In this report I will explore whether taking a pre-course or preparation course in the run up to a normal for credit course can help students achieve better. Royce Kimmons, a professor in Psychology and technology, used a data set that included scores for a mixture of exams and exam takers, keeping in mind parameters such as social, and economic. The results used in this report are based of both the scores from the math and reading exams. In addition, other variables taken into consideration was gender and parental level of education.

The graph above highlights as a decimal, what proportion of people took the test preperation class for both males and females. The results it shows are that there is a higher number of students that had not partaken in the test preparation class. Approximately, 70% in fact did not.

As seen in this report, \(\mu_1\) refers the population mean for students who did not complete the pre course class and \(\mu_2\) refers to the population mean for students who did.

The two graphs above illustrate the scores for the students who did and did not take part in the pre-course class.The density curve of those who did not take the test is more distributed to the left whereas the curve of the students who completed the preparation test is mostly distributed to the right. These two different positions of the distributions means that the population mean differs between those who did and didn’t take the class. Those that didnt had a lower mean than those that did.

Is the preparation class an effective way to help boost potential success for further classes? To judge this effectiveness, a hypothesis test was carried out. Testing with a 0.05 level of significance, the following null hypothesis and alternative hypothesis were used

\[H_0 :\mu_1 =\mu_2\] \[H_a :\mu_1 < \mu_2 \]

The test results gave a p-value equal to 1.043e-08, close to zero and the null was rejected. The test proved that the sample mean for the students who did not take the prep course, \(\bar{x}_1\) = 64 is less than the sample mean of the students who completed the prep course, \(\bar{x}_2\) =70. At 0.05 level of significance there is enough evidence to prove that completing the prep test is effective.

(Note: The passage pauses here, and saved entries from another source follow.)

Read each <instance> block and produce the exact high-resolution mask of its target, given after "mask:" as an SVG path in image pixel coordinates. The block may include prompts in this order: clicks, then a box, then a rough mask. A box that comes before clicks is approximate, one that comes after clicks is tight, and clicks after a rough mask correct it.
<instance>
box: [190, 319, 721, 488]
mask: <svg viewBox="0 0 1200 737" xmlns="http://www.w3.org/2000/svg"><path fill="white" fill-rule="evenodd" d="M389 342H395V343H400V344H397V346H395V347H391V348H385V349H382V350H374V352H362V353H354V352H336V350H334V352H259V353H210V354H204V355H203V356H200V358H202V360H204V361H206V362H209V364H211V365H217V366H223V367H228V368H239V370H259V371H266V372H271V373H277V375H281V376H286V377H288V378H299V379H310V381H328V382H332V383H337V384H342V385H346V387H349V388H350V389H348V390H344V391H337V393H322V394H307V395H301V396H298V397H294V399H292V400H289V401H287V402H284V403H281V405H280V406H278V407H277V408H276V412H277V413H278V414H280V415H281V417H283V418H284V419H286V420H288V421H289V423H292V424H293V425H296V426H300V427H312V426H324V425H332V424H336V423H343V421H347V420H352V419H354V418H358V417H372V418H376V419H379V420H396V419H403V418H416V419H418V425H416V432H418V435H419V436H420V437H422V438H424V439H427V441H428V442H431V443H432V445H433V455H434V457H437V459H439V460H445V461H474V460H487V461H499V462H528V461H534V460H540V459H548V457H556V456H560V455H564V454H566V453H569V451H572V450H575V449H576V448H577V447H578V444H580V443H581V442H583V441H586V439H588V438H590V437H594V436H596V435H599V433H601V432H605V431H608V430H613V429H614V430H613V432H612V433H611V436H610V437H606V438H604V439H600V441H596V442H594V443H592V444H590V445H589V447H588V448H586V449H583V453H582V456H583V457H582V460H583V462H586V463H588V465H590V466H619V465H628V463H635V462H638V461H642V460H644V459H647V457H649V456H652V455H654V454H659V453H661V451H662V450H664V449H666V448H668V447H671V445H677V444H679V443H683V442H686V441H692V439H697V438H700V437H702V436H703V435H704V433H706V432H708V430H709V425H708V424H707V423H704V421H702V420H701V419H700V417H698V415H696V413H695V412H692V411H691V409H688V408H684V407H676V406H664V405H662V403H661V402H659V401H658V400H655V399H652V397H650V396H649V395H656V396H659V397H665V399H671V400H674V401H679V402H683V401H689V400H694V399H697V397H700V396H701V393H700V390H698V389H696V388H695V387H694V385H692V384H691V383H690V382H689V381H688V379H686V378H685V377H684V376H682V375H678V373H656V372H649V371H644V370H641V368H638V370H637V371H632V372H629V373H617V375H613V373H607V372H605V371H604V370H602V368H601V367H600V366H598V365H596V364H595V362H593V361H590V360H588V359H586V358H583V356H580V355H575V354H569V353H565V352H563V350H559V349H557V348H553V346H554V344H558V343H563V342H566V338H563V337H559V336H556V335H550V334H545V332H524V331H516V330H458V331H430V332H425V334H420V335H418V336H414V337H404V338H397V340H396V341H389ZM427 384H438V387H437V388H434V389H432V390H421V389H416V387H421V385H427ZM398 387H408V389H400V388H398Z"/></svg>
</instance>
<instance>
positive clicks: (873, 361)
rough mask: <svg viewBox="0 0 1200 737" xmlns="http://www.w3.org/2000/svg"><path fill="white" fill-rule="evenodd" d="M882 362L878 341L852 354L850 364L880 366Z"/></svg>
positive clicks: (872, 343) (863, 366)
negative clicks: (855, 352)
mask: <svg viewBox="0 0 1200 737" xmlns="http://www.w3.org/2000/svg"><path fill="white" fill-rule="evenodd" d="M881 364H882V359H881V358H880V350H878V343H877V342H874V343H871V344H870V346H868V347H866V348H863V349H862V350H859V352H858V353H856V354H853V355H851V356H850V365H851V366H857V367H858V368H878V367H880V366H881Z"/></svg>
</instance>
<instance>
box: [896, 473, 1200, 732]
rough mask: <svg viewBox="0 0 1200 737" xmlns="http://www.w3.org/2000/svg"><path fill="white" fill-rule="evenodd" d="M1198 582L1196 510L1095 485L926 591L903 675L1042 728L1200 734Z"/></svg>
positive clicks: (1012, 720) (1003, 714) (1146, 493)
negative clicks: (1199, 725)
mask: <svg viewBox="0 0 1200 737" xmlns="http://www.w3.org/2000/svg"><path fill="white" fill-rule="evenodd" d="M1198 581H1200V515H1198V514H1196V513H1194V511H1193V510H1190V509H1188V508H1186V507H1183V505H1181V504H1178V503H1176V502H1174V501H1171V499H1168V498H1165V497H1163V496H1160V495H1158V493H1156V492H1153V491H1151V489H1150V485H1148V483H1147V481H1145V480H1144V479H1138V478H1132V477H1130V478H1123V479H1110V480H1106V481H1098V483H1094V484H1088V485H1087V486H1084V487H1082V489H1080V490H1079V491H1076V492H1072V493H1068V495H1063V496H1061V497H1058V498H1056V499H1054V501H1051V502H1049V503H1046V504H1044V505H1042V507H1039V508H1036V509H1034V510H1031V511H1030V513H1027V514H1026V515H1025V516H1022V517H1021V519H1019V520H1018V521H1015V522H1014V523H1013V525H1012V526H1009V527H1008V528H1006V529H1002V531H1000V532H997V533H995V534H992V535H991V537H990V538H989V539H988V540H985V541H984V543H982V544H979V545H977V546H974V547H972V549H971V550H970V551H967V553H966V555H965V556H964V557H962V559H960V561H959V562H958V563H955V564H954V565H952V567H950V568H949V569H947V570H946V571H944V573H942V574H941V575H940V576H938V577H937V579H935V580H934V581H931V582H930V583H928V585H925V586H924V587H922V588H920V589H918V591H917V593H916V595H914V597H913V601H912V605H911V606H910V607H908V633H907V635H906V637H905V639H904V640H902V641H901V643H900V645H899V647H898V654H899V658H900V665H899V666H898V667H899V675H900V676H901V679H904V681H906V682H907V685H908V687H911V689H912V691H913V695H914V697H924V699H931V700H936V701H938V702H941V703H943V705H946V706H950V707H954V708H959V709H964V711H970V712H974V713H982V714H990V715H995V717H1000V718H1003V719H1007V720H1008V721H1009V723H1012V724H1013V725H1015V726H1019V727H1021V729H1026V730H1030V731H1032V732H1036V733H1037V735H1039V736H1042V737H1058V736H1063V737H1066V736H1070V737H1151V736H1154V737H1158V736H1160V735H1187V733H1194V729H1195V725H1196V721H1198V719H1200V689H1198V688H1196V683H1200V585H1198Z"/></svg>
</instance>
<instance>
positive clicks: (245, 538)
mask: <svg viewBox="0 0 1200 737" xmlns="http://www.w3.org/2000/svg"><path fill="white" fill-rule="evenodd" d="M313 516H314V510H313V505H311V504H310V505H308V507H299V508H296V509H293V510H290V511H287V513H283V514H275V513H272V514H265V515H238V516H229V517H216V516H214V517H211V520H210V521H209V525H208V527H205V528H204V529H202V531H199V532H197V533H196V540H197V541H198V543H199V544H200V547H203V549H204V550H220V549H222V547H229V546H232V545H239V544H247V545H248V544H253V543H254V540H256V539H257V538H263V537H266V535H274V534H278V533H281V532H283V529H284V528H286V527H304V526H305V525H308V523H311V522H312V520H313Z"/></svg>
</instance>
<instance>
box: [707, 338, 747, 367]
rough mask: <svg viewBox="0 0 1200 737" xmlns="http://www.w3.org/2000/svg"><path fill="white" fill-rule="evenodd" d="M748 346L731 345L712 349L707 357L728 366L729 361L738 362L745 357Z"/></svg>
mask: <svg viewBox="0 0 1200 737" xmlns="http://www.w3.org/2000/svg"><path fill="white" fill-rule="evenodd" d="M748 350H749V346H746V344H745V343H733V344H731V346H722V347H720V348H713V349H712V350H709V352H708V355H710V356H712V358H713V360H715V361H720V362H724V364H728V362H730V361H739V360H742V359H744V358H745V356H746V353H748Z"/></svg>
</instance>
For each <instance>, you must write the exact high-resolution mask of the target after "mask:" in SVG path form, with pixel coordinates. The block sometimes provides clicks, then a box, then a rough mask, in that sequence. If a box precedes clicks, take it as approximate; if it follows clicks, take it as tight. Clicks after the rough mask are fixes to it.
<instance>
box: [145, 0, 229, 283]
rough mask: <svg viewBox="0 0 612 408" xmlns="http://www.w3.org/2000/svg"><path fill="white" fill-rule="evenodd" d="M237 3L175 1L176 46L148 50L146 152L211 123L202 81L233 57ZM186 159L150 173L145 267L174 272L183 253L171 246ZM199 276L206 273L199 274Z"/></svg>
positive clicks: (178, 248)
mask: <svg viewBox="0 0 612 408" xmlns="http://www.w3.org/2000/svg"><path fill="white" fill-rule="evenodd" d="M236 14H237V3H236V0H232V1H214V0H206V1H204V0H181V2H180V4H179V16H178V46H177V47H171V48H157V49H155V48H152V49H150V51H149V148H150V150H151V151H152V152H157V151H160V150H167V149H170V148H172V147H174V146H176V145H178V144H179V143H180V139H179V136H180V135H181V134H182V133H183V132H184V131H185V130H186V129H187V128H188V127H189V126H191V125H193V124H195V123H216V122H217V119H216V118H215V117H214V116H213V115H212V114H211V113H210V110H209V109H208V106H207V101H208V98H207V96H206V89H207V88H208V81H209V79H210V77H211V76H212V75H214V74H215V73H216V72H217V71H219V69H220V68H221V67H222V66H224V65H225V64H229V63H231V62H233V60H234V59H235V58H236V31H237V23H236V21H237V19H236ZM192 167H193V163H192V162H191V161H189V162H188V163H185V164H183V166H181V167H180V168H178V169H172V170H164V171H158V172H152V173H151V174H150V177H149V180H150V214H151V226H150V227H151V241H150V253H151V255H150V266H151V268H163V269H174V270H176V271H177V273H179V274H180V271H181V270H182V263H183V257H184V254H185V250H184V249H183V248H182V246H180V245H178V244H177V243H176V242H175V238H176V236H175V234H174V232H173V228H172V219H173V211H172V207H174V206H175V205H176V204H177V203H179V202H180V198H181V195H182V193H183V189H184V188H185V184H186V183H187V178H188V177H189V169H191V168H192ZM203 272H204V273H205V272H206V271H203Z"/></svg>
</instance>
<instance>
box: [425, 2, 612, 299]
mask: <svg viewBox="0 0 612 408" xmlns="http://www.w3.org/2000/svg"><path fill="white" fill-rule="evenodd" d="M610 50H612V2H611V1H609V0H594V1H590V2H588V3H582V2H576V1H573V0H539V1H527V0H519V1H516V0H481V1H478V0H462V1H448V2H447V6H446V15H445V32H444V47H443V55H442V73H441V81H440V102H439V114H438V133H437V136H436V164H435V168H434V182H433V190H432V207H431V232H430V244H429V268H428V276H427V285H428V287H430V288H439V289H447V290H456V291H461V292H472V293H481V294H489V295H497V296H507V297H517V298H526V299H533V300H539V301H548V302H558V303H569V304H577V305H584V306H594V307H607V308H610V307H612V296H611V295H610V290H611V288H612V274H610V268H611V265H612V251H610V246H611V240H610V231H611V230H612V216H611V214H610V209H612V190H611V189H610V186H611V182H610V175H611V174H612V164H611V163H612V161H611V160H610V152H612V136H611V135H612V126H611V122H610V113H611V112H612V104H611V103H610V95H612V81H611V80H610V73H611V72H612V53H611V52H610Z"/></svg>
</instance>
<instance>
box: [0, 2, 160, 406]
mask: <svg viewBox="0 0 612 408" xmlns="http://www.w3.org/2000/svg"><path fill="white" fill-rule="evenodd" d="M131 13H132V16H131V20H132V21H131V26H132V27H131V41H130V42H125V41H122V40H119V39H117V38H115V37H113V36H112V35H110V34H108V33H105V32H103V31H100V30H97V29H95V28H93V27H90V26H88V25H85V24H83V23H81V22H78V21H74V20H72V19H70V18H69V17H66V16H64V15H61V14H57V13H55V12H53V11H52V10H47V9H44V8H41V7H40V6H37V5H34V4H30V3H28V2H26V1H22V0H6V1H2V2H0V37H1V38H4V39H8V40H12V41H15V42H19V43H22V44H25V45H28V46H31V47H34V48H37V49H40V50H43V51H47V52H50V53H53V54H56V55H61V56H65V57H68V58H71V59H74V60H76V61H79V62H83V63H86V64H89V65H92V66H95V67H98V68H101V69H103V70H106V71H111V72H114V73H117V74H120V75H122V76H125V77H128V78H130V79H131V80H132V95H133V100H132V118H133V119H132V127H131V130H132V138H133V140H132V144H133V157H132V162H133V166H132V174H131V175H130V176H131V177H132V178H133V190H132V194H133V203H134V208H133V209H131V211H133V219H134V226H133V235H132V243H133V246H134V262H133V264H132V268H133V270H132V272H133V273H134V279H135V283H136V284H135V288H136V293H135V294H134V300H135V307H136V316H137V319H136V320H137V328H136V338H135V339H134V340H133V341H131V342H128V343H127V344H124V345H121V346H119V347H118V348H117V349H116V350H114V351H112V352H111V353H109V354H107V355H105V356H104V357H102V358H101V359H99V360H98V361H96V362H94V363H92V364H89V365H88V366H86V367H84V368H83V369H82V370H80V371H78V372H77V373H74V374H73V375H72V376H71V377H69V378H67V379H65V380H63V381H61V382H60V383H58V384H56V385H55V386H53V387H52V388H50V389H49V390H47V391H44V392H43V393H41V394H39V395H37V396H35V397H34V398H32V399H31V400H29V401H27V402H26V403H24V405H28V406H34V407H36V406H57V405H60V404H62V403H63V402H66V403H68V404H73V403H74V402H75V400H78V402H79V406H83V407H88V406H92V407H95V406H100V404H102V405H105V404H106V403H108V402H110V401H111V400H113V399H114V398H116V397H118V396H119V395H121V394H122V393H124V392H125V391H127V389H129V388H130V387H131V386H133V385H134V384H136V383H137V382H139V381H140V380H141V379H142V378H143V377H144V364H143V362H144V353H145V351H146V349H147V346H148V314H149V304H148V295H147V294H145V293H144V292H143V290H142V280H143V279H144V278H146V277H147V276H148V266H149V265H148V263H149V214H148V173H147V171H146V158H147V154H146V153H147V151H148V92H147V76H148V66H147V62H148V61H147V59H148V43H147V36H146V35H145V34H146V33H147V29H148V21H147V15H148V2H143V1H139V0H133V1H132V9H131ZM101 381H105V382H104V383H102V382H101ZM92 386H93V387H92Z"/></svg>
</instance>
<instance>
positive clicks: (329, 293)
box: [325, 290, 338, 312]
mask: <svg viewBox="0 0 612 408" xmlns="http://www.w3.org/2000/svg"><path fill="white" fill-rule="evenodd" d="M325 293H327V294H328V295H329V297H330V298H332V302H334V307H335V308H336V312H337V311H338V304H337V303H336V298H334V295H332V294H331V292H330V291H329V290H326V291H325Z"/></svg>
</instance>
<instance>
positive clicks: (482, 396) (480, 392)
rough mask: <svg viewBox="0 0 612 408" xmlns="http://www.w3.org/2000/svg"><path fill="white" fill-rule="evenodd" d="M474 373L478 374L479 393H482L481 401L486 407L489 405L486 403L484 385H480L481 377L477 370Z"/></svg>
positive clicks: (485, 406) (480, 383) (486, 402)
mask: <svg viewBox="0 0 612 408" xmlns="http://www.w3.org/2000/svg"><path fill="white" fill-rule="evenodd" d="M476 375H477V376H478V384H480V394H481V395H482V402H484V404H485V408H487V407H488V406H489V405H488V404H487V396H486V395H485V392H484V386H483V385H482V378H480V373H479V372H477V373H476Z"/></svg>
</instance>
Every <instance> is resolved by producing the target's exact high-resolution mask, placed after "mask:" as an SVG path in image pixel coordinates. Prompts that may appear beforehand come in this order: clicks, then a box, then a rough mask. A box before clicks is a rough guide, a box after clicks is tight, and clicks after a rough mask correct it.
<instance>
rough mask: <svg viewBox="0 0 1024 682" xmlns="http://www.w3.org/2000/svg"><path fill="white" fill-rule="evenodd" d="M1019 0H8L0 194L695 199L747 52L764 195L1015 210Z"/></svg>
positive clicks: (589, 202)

To gain an even greater understanding i explore the reading score distribution. This resulted in a similar answer and distributive characteristics as the math score distribution. This shows that the grades did not just go up for math as a subject but part in the prep class does in fact help improve grades for any subject.

The graph above shows the parental level of education for students within the sample. The graph demonstrates that there are a greater number of parents under every level of education did not have their child complete the preparation course. This shows that the chances of having a student complete the test was wasn’t down to the influence of the parents level of education.

Reference:

Kimmons, Royce. “Understanding Digital Participation Divides.” Exam Scores, http://roycekimmons.com/tools/generated_data/exams.

please note that this data and infomation should not be used for research purpose.